É chocante, porque estava em curso um processo de mediação e o uso da violência deve ser sempre deplorado. O importante agora é sermos ativos na frente humanitária. Estamos empenhados em apoiar a Arménia, que acolhe um grande número de refugiados. Por outro lado, temos de continuar política e diplomaticamente empenhados em garantir uma reafirmação clara do respeito pela integridade territorial da Arménia.
O encerramento do corredor de Lachin, a concentração de tropas azeris em torno de Nagorno-Karabakh. A UE apercebeu-se desses sinais de aviso?

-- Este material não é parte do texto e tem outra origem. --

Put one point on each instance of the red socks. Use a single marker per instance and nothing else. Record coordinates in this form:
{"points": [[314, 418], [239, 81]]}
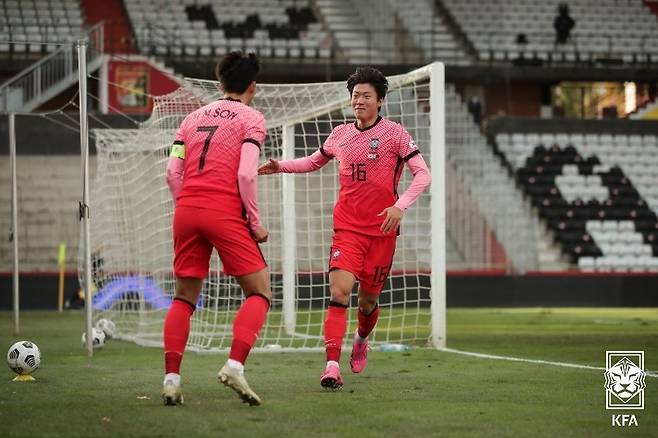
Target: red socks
{"points": [[176, 332], [367, 322], [246, 325], [335, 325]]}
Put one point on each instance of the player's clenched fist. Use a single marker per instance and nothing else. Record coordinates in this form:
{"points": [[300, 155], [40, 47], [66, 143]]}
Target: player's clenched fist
{"points": [[272, 166], [260, 234]]}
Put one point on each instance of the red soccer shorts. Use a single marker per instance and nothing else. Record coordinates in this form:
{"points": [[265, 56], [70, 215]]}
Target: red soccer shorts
{"points": [[198, 230], [369, 258]]}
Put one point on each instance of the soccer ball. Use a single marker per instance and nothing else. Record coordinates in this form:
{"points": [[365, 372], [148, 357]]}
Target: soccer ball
{"points": [[107, 327], [98, 338], [24, 357]]}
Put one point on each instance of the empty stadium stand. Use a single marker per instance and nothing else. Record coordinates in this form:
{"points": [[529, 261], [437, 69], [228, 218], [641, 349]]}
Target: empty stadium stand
{"points": [[276, 29], [605, 30], [596, 192], [33, 27]]}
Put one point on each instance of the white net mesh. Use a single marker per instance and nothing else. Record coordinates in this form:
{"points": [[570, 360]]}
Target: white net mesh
{"points": [[132, 214]]}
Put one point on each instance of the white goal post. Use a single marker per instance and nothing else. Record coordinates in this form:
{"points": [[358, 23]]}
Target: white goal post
{"points": [[131, 215]]}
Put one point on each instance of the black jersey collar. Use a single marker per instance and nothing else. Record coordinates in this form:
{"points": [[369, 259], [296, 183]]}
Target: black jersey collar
{"points": [[369, 127]]}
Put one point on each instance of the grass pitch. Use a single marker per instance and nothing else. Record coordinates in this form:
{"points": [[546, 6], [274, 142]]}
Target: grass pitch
{"points": [[418, 393]]}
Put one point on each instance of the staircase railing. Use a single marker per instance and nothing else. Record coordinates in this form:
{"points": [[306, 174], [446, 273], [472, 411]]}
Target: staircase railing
{"points": [[49, 76]]}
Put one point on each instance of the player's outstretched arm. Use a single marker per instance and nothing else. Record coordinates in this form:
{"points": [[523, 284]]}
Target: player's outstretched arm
{"points": [[422, 179], [248, 187], [272, 166], [419, 183], [175, 168], [309, 163]]}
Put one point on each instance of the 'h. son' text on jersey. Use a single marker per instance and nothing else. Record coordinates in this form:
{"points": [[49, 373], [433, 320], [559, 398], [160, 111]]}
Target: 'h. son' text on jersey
{"points": [[370, 162], [212, 139]]}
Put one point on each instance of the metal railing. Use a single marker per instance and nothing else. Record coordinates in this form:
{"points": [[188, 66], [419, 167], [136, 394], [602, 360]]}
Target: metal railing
{"points": [[49, 76]]}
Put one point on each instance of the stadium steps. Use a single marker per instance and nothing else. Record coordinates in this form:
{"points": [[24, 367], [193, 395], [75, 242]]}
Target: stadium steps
{"points": [[48, 189], [431, 32], [361, 29]]}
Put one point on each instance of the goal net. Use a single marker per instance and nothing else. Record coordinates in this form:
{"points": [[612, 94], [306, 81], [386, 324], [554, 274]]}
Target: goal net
{"points": [[132, 210]]}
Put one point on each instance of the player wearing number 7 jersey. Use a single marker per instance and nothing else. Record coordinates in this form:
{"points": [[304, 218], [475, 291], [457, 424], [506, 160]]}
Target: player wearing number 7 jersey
{"points": [[372, 153], [212, 174]]}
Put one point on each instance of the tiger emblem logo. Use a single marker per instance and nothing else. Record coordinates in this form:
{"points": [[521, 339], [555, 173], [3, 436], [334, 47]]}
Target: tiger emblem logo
{"points": [[625, 380]]}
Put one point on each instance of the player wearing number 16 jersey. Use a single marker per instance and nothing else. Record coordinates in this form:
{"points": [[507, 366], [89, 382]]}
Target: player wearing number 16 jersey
{"points": [[212, 174], [372, 153]]}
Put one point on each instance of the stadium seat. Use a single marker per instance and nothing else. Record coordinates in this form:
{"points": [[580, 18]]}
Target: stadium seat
{"points": [[494, 26], [209, 30]]}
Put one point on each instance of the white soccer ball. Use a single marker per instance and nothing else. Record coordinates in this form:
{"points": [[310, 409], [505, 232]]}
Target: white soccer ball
{"points": [[24, 357], [107, 327], [98, 339]]}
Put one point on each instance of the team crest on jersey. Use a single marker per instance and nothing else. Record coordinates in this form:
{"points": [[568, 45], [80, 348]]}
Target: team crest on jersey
{"points": [[374, 145]]}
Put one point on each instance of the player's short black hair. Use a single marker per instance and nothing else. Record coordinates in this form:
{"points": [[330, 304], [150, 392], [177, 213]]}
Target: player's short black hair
{"points": [[369, 75], [237, 70]]}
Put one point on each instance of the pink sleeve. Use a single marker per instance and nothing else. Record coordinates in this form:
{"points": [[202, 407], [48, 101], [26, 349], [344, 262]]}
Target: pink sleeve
{"points": [[421, 181], [307, 164], [175, 168], [248, 182]]}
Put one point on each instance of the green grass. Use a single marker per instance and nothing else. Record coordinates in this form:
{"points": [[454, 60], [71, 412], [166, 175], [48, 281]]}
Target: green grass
{"points": [[420, 393]]}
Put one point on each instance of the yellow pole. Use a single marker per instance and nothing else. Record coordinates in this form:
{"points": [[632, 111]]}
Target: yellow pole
{"points": [[61, 261]]}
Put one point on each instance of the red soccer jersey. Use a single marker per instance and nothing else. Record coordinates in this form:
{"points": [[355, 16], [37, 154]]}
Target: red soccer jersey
{"points": [[211, 139], [371, 162]]}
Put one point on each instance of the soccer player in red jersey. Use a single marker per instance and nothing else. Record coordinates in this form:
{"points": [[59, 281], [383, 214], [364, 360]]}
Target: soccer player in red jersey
{"points": [[371, 153], [212, 175]]}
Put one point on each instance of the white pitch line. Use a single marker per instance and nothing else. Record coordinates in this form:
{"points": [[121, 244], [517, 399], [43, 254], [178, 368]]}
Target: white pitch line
{"points": [[537, 361]]}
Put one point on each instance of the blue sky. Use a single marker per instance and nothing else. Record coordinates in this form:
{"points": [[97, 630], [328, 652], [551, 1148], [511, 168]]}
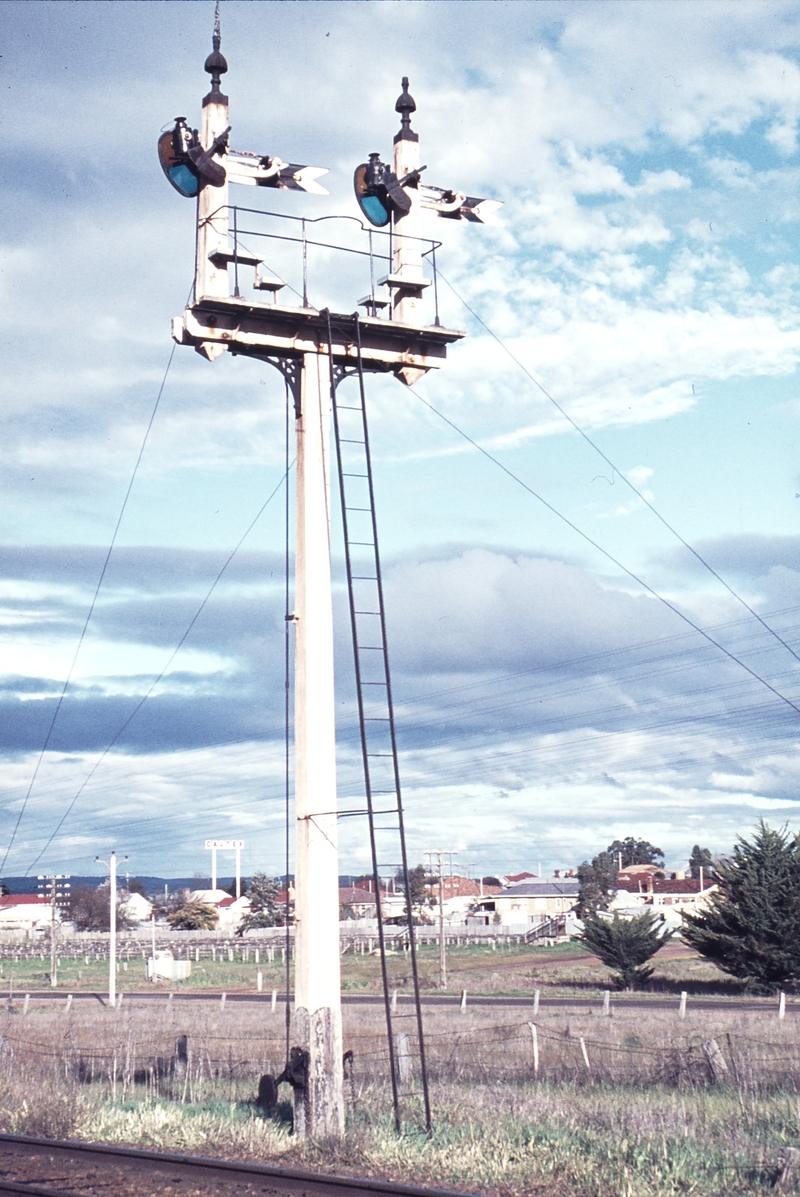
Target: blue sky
{"points": [[646, 275]]}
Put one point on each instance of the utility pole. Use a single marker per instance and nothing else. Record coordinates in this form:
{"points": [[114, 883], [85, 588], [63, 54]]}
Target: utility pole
{"points": [[313, 348], [55, 886], [110, 864], [442, 945]]}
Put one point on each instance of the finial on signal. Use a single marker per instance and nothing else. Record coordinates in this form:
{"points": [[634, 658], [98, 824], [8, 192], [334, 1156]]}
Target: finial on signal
{"points": [[405, 105], [216, 65]]}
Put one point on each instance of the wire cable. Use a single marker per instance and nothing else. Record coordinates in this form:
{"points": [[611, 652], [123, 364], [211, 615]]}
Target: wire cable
{"points": [[152, 687], [628, 482], [89, 614], [608, 556]]}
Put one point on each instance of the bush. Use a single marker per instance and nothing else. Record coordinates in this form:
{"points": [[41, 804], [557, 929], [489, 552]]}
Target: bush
{"points": [[626, 945], [751, 927]]}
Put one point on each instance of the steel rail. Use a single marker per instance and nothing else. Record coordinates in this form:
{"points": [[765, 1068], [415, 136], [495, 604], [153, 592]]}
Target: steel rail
{"points": [[282, 1180]]}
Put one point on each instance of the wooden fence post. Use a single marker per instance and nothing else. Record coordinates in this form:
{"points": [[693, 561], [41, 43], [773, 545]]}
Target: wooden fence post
{"points": [[715, 1061], [586, 1056], [534, 1036]]}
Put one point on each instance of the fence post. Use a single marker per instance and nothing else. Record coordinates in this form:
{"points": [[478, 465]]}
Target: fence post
{"points": [[404, 1059], [586, 1056], [534, 1036], [715, 1061]]}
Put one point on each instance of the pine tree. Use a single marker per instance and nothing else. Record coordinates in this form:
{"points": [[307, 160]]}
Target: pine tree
{"points": [[626, 945], [751, 925], [265, 909], [598, 882], [635, 851], [701, 858]]}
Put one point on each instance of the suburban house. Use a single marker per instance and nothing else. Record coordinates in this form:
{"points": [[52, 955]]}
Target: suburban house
{"points": [[670, 895], [24, 915], [356, 903], [528, 904]]}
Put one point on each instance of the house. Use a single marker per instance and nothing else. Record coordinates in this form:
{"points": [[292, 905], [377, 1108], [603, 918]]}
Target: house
{"points": [[670, 895], [459, 897], [230, 910], [135, 907], [25, 913], [357, 903], [528, 903]]}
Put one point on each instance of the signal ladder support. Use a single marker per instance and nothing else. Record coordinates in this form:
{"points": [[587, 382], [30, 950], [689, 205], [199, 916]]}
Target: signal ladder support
{"points": [[376, 716]]}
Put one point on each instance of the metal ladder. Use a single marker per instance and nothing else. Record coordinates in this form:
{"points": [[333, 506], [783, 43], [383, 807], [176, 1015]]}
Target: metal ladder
{"points": [[376, 723]]}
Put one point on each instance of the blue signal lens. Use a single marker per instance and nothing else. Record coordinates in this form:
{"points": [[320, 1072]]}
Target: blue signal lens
{"points": [[183, 178], [374, 210]]}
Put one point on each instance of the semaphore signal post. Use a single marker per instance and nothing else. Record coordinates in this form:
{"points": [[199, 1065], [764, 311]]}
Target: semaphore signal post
{"points": [[314, 348]]}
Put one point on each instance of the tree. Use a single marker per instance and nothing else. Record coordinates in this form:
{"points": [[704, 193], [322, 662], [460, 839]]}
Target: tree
{"points": [[751, 924], [194, 916], [90, 909], [420, 897], [701, 858], [635, 851], [598, 883], [265, 909], [626, 945]]}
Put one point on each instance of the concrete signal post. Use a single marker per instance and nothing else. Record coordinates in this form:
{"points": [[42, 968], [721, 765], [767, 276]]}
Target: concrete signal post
{"points": [[110, 864], [307, 345]]}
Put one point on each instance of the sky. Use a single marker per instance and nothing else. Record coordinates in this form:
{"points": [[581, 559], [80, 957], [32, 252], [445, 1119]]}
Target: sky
{"points": [[594, 625]]}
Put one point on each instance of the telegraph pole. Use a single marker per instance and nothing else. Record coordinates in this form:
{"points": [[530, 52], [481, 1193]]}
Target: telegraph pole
{"points": [[110, 864], [442, 945], [313, 350], [55, 885]]}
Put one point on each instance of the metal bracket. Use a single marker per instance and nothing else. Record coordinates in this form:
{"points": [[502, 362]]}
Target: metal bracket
{"points": [[291, 369]]}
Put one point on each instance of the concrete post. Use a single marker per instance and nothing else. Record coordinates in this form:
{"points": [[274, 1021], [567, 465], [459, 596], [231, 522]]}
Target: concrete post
{"points": [[317, 990], [111, 942], [211, 278], [407, 262]]}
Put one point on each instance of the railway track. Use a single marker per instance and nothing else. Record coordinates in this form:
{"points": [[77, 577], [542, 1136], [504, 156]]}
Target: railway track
{"points": [[622, 1001], [44, 1167]]}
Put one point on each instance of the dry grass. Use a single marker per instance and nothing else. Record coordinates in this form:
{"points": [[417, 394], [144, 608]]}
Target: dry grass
{"points": [[643, 1118]]}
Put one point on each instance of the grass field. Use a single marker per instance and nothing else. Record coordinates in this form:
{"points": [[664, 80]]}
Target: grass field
{"points": [[514, 970], [641, 1117]]}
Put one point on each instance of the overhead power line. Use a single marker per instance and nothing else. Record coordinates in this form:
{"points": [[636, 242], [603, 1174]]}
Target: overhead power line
{"points": [[608, 556], [619, 473], [89, 614], [155, 684]]}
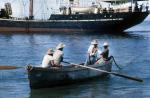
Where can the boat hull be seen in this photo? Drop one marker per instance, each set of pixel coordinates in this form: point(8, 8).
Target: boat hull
point(44, 78)
point(76, 23)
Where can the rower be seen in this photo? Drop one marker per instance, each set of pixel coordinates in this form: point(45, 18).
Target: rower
point(93, 52)
point(48, 59)
point(58, 54)
point(104, 55)
point(105, 52)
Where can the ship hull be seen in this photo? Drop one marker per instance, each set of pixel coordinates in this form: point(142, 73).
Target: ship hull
point(109, 22)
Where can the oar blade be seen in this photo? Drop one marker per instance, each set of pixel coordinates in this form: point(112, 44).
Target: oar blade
point(128, 77)
point(8, 67)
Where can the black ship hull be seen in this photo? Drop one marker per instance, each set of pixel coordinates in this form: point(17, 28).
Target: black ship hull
point(76, 23)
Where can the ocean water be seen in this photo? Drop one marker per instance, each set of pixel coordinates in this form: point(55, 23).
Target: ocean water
point(131, 50)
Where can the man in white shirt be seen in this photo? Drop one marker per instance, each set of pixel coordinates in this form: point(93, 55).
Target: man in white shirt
point(93, 52)
point(58, 54)
point(48, 60)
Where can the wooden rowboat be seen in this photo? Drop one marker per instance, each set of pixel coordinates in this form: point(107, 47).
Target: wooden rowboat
point(56, 76)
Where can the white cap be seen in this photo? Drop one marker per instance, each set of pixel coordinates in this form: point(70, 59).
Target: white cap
point(60, 45)
point(105, 44)
point(94, 42)
point(50, 51)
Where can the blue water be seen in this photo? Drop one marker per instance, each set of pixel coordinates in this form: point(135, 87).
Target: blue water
point(130, 49)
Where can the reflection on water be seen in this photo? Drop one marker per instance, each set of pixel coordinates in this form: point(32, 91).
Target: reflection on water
point(130, 49)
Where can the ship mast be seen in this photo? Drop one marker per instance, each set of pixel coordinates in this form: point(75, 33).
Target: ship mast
point(31, 10)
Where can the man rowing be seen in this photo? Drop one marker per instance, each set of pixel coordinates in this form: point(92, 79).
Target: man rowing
point(58, 54)
point(93, 53)
point(48, 60)
point(105, 53)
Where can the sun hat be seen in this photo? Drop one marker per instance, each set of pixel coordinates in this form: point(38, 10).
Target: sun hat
point(50, 51)
point(94, 42)
point(60, 45)
point(105, 44)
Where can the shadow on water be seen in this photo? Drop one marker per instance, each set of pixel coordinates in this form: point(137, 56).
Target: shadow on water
point(124, 34)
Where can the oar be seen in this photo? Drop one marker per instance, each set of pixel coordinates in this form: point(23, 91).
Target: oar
point(9, 67)
point(113, 73)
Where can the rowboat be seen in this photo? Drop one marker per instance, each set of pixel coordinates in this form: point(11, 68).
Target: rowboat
point(56, 76)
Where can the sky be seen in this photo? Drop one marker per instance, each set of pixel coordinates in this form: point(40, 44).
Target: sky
point(42, 8)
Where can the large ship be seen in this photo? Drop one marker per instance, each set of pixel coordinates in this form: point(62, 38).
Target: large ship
point(74, 18)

Estivemos ativos durante todo o verão. Quando percebemos que o corredor de Lachin estava fechado e que havia pressão humanitária na região, percebemos que era importante reabrir este acesso humanitário. Nas semanas e dias que antecederam esta ação militar, a UE esteve diretamente envolvida, tanto com representantes da população arménia da região como com representantes do Governo do Azerbaijão, e assegurámos a reabertura do acesso humanitário. Poucas horas depois da reabertura foi lançada a ação militar. Continuaremos muito empenhados. Não vamos desistir do nosso compromisso de levar estabilidade, segurança e, a curto prazo, ajuda humanitária à região.
Será que a União Europeia não fechou os olhos para preservar os acordos de gás com o Azerbaijão?
De modo algum. Compreendo que algumas pessoas se socorram desse argumento. Não é uma análise correta. Demonstrámos a capacidade da UE para diversificar muito rapidamente após o início da guerra da Rússia contra a Ucrânia e, como resultado, há muitas opções abertas, hoje, em termos de acesso a recursos energéticos.
O Azerbaijão continua a ser um parceiro da União Europeia?
Sim. Mas isso significa que a relação é simples? Não. É difícil? Sim, e estas dificuldades reais têm de ser compreendidas.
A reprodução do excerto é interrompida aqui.